Oft hörte ich als Antwort auf meine Anfrage bezüglich einer Unterkunft für Mathias,  dass das Haus zu klein sei, die Zeit nicht ausreiche oder man sich schlichtweg nicht wohl fühle mit einem Fremden im Haus. Der Aspekt der Belastung stand dabei einzig und sehr präsent im Vordergrund, was mich doch etwas irritiert. Gibt es denn nichts daran, was den Menschen Freude bringt oder ihr Interesse weckt?
Und ich fange an, mir Sorgen zu machen. Ernsthafte Sorgen. Sorgen, um die Zukunft der Partnerschaft, deren Hauptanliegen ja die Begegnung ist. Aber wie soll diese stattfinden, wenn dafür gar keiner mehr Zeit und Lust hat? Kann ich es da überhaupt verantworten für das kommende Jahr, wie geplant, 7 Menschen einzuladen ohne zu wissen, wo sie unterkommen können?
Ich frage mich, ob es tatsächlich eine zu große und unzumutbare Belastung ist, die man da von den Menschen erfragt?

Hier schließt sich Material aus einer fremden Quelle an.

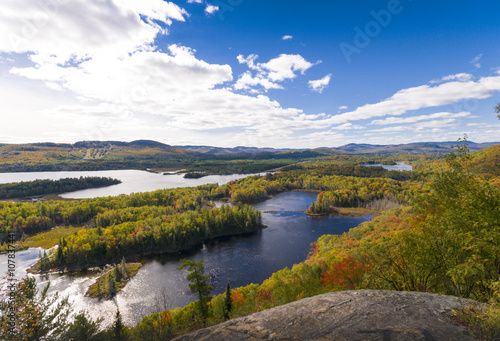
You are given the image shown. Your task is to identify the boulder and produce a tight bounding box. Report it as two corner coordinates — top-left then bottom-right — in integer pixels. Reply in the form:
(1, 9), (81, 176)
(175, 290), (479, 341)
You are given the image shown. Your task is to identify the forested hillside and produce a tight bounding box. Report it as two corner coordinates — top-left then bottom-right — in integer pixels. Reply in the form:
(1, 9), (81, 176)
(0, 139), (500, 340)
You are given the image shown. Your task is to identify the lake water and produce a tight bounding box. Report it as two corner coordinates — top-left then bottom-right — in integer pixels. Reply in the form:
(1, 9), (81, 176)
(362, 162), (413, 171)
(0, 192), (372, 326)
(0, 170), (258, 199)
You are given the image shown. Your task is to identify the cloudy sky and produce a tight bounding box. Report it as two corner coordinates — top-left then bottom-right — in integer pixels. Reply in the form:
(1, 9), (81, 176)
(0, 0), (500, 148)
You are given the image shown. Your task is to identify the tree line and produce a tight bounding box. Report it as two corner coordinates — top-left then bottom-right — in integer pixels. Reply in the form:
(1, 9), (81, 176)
(0, 177), (121, 199)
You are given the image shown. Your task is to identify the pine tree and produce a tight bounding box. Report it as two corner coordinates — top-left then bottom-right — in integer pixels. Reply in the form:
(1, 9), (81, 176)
(177, 259), (214, 326)
(112, 309), (127, 341)
(224, 282), (233, 320)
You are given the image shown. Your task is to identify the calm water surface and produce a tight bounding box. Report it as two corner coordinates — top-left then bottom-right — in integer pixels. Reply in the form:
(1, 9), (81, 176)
(0, 170), (264, 199)
(363, 162), (413, 171)
(0, 192), (372, 325)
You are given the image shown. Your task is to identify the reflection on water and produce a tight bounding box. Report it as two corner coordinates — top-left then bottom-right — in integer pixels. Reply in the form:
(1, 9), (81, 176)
(362, 162), (413, 171)
(0, 192), (372, 325)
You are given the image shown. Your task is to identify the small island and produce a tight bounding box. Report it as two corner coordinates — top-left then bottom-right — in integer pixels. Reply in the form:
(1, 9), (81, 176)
(0, 176), (121, 200)
(85, 258), (142, 299)
(184, 172), (208, 179)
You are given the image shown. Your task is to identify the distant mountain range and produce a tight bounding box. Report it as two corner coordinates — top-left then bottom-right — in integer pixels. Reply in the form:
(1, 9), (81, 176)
(0, 140), (500, 173)
(177, 141), (500, 157)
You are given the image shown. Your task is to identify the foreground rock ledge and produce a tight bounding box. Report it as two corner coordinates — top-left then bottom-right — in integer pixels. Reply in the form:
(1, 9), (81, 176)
(175, 290), (478, 341)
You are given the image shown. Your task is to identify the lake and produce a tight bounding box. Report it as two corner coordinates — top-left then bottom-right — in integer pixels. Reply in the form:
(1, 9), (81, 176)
(362, 162), (413, 171)
(0, 192), (372, 326)
(0, 170), (265, 199)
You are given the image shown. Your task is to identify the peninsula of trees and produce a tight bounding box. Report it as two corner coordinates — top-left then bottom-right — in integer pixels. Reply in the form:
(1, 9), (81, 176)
(0, 177), (121, 199)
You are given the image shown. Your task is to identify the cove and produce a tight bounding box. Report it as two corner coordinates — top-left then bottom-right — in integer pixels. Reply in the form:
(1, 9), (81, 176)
(0, 192), (372, 326)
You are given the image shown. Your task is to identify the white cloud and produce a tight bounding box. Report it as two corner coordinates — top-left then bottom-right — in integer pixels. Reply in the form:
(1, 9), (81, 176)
(309, 74), (332, 93)
(332, 123), (364, 130)
(205, 5), (219, 15)
(430, 73), (474, 84)
(0, 0), (187, 63)
(331, 71), (500, 124)
(260, 54), (314, 82)
(469, 53), (483, 69)
(234, 54), (314, 90)
(370, 111), (471, 125)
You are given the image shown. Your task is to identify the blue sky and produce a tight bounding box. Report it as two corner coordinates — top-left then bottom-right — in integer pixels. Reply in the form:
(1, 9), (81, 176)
(0, 0), (500, 148)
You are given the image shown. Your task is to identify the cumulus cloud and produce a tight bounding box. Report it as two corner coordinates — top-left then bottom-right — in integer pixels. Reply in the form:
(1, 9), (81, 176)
(331, 71), (500, 124)
(309, 74), (332, 93)
(469, 53), (483, 69)
(431, 73), (474, 84)
(234, 54), (314, 90)
(205, 5), (219, 15)
(0, 0), (187, 63)
(370, 111), (471, 125)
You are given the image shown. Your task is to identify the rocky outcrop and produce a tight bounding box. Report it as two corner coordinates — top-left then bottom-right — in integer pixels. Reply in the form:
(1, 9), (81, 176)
(175, 290), (479, 341)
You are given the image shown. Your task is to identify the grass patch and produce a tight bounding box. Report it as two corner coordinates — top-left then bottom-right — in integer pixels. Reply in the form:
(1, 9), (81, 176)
(335, 207), (380, 216)
(18, 226), (82, 249)
(0, 226), (82, 252)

Natürlich kenne auch ich den Zustand sich von Arbeit  regelrecht erdrückt zu fühlen. Jede weitere Aufgabe erscheint dann wie das Zuviel, welches den Kollaps provoziert. Noch dazu kommt das eigene Anspruchsdenken ein perfekter Gastgeber sein zu wollen: gutes Essen aufzutischen und immer tolle Ausflüge und Erlebnisse bieten zu wollen. Das klingt alles nach viel Arbeit und ich erinnere mich daran, wie sauer auch ich war als mir mein erster Gast aus Simbabwe mehr oder weniger aufgedrückt wurde- schließlich stand ich damals  ja kurz vor meiner Examensprüfung und musste heftigst lernen.

Und doch, ich möchte diese Erfahrung nicht missen (und das Examen wurde auch bestanden). Ich denke zurück an all die vielen Erlebnisse, die ich seitdem mit Gästen aus Simbabwe machen durfte: von Ottilia habe ich gelernt Körbe zu flechten, mit Sabina habe ich fleißig über’s Nähen gefachsimpelt, dank Douglas weiß ich jetzt, dass Nutella auf Wurst geschmiert gar nicht mal so übel schmeckt und ich muss schmunzeln, wenn ich daran denke, wie Jack bei einem Spaziergang vor Schreck fast ins Gebüsch gehüpft ist, weil er den Löwen auf einem aufgehängtem Handtuch im ersten Moment für echt gehalten hat. Und auch die gerade erst vergangenen  Wochen mit Mathias haben mein Leben bunter gemacht. Es ist schön im eigenen Alltag ein Stück Welt bei sich zu Gast zu haben und auch mal den eigenen Tellerrand verlassen oder ihn sogar plötzlich mit ganz anderen Augen sehen zu können.

Ich wünsche diese Erfahrung vielen Menschen und ich schreibe diese Zeilen in der Hoffnung, auch Sie ermuntern zu können, sich auf dieses kleine Abenteuer einzulassen. Um den Besuch der Gruppe aus Simbabwe im nächsten Jahr meistern zu können, benötigen wir neben finanzieller Zuwendung auch dringend Ihre Unterstützung als Quartiergeber und/oder Übersetzer (englisch/deutsch), Tagesbegleitung (stundenweise), Fahrdienst. Die Gruppe wird voraussichtlich im August 2015 für 3 Wochen in der Gemeinde sein. Da wir unseren Gästen versuchen möglichst vielfältige Eindrücke und Erfahrungen zu bieten, ist immer auch ein Quartierwechsel vorgesehen. Wenn Sie sich also in der Lage sehen und auch gerne die Erfahrung machen möchten einen weit gereisten Gast  für ca. 1 Woche  bei sich zu beherbergen oder sich in anderer Art und Weise einbringen möchten, dann melden Sie sich bitte umgehend.

Ich verspreche Ihnen, dass Ihre Mühen, die ich nicht leugnen will, in einem guten Gleichgewicht zu einer bereichernden Erfahrung stehen werden.
Wen das noch nicht überzeugt hat, den möchte ich anregen einmal die Bibel zum Thema Gastfreundschaft zu befragen (oder einfacherweise die Schlagworte ‘Gastfreundschaft’ und ‘Bibel’ in die Internetsuchmaschine einzugeben). Ich möchte an dieser Stelle antworten und mit den Worten aus Heb 13,2 enden : “Vergesst die Gastfreundschaft nicht; denn durch sie haben einige, ohne es zu ahnen, Engel beherbergt.”